While Windows 3.0 was better than previous versions of Windows, if you were going to run Windows all day, it was a good idea to reboot in the middle of the day and certainly at the end of the day. Today we expect to only have to reboot once a month for patches and even that makes us grumpy. But that was a pipe dream in 1990.

Most of its rivals crashed a lot too, so when it came to weighing the advantages and disadvantages of Windows 3.0 at the time, this one didn’t weigh it down too badly.

Multitasking was only cooperative

Applications controlled multitasking. The apps would signal to Windows that they were done and another app could take over. That wasn’t the way Unix or an Amiga multitasked. On those systems, the operating system decided how the apps would divide up the CPU time. Windows NT had pre-emptive multitasking, but it didn’t come along until 1993, and consumer versions of Windows didn’t get Unix-like pre-emptive multitasking until Windows XP in 2002. Amiga owners weren’t impressed, but there were only a couple million of those. Microsoft sold four million copies of Windows 3.0 in 1990, and the Amiga never caught back up.

In one short year, Windows went from an afterthought to having more market share than the #3 computer platform at the time.

Hardware support was still a bit spotty

There was a lot of new stuff being developed on PCs at this point in time, most notably sound hardware, but Windows 3.0 and its software didn’t support them initially. Microsoft had to release Windows 3.0 with Multimedia Extensions in late 1991 to add support for this new hardware.

It ran on top of DOS

When it came to advantages and disadvantages of Windows 3.0, the biggest one was that it still relied on MS-DOS. Microsoft called them operating systems, but Windows 3.0 and 3.1 were really just a shell that relied on DOS for most I/O, with significant impacts on performance and stability.

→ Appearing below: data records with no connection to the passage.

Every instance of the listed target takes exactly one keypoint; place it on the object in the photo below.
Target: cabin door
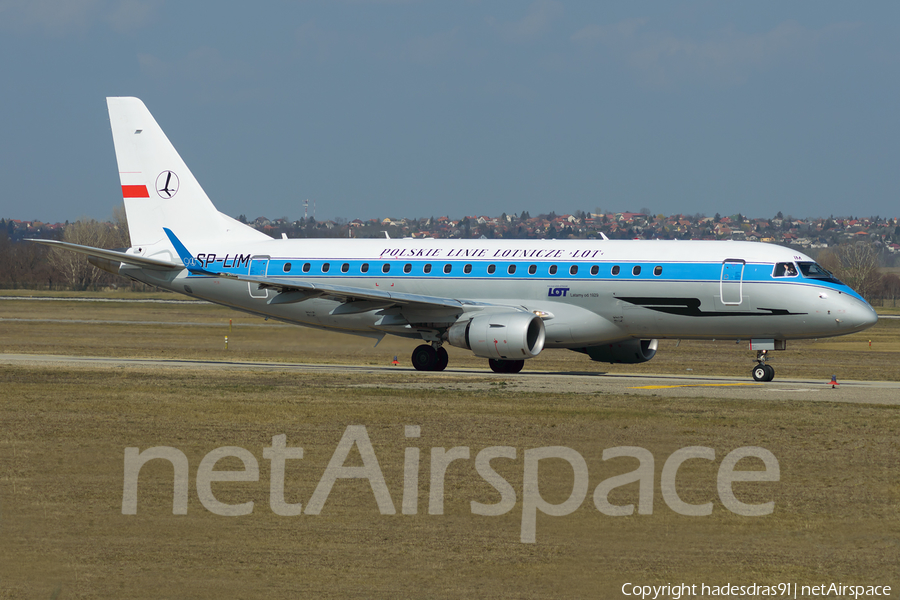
(731, 284)
(258, 267)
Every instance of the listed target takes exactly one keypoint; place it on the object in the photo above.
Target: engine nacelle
(627, 352)
(501, 336)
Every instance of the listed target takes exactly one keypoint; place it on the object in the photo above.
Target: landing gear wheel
(442, 359)
(760, 373)
(763, 372)
(506, 366)
(424, 358)
(514, 366)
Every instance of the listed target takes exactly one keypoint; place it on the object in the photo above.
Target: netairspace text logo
(356, 436)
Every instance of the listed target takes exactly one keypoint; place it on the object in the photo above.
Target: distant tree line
(23, 264)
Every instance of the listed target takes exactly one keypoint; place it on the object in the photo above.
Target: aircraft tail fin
(158, 188)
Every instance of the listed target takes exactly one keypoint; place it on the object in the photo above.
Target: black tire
(506, 366)
(514, 366)
(424, 358)
(760, 373)
(442, 359)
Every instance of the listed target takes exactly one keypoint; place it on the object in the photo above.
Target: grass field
(64, 431)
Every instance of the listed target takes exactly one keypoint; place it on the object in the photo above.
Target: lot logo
(532, 502)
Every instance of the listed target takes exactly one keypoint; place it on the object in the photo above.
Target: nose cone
(863, 316)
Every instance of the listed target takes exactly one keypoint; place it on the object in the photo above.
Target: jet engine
(627, 352)
(501, 336)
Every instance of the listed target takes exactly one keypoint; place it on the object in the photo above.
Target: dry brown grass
(197, 331)
(64, 431)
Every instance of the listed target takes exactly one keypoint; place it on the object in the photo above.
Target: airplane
(504, 300)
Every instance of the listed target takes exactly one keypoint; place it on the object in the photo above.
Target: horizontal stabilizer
(113, 255)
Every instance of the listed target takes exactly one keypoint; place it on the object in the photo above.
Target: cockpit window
(814, 271)
(785, 270)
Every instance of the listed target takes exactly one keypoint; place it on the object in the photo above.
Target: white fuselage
(587, 291)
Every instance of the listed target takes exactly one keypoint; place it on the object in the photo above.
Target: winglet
(193, 265)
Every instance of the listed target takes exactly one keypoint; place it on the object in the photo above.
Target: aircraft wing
(113, 255)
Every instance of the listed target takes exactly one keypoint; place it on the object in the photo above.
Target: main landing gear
(506, 366)
(430, 358)
(762, 371)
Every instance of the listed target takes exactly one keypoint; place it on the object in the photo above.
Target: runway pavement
(595, 383)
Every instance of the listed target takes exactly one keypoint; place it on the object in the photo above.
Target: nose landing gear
(762, 371)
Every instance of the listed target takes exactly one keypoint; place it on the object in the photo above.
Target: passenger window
(785, 270)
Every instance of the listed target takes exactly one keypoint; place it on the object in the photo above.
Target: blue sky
(416, 109)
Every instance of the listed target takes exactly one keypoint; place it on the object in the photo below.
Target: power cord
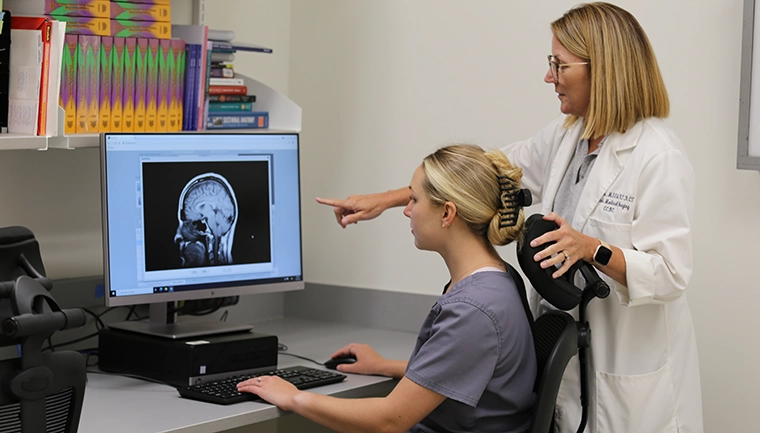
(283, 350)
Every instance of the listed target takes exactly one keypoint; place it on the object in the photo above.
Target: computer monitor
(198, 215)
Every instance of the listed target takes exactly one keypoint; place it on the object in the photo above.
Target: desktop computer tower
(188, 361)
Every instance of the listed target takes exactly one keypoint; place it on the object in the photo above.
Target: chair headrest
(561, 292)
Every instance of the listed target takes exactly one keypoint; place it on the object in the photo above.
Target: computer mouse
(333, 363)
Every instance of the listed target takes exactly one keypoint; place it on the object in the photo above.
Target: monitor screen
(188, 216)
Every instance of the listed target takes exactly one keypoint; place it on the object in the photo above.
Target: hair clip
(512, 200)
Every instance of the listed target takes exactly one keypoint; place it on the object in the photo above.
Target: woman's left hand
(273, 389)
(570, 246)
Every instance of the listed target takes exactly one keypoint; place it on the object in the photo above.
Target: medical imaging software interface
(192, 211)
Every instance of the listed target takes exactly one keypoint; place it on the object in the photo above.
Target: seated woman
(473, 366)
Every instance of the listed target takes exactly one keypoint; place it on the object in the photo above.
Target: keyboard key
(224, 391)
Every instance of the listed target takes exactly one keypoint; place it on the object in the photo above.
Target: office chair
(556, 335)
(39, 392)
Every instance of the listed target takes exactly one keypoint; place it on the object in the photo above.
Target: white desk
(118, 404)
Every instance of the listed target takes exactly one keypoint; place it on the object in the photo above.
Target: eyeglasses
(555, 65)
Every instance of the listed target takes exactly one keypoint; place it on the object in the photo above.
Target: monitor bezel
(216, 292)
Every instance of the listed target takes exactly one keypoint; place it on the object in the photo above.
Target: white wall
(383, 83)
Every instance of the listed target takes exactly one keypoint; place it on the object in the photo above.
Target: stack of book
(120, 71)
(229, 103)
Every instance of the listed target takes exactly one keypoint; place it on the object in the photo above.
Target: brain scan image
(207, 215)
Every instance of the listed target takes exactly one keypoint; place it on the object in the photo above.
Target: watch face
(603, 255)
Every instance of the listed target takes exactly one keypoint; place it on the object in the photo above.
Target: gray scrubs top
(476, 348)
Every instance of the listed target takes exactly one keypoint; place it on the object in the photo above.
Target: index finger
(334, 202)
(343, 351)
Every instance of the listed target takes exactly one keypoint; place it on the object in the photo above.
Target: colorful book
(164, 86)
(222, 72)
(227, 90)
(106, 59)
(197, 35)
(69, 84)
(179, 86)
(81, 8)
(152, 2)
(82, 80)
(140, 11)
(229, 106)
(189, 104)
(117, 85)
(171, 91)
(232, 98)
(92, 63)
(228, 120)
(226, 81)
(141, 83)
(120, 28)
(151, 96)
(128, 113)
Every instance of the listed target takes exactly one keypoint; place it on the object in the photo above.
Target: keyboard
(224, 391)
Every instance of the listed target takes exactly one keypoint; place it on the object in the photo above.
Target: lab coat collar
(606, 169)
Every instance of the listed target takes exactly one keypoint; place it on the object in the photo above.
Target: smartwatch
(603, 254)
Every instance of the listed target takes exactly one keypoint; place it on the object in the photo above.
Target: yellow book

Microsoft moved more and more of the functionality into Windows over time, but it was a gradual move that took several years.

Advantages and disadvantages of Windows 3.0: In conclusion

It was Windows 3.0 that put Windows on the map. Going from an installed base of essentially zero to four million in a year created momentum nobody could ignore. It allowed Microsoft to get Windows out of the early adopter phase of marketing and into the critical early majority phase.

But had Microsoft not followed up in 1992 with Windows 3.1 and again in 1995 with Windows 95, it might not have achieved the dominance it has today. Windows 3.0 took most of the mindshare away from competitors like GEM and GEOS and OS/2, but those competitors didn’t give up without a fight. Windows 3.0 was good enough for 1990, and its subsequent products were good enough for their year of release.

The rise of Windows was one of the more significant ways computers changed in the 1990s. And its legacy remains, including some curious vestigial elements like PIF files.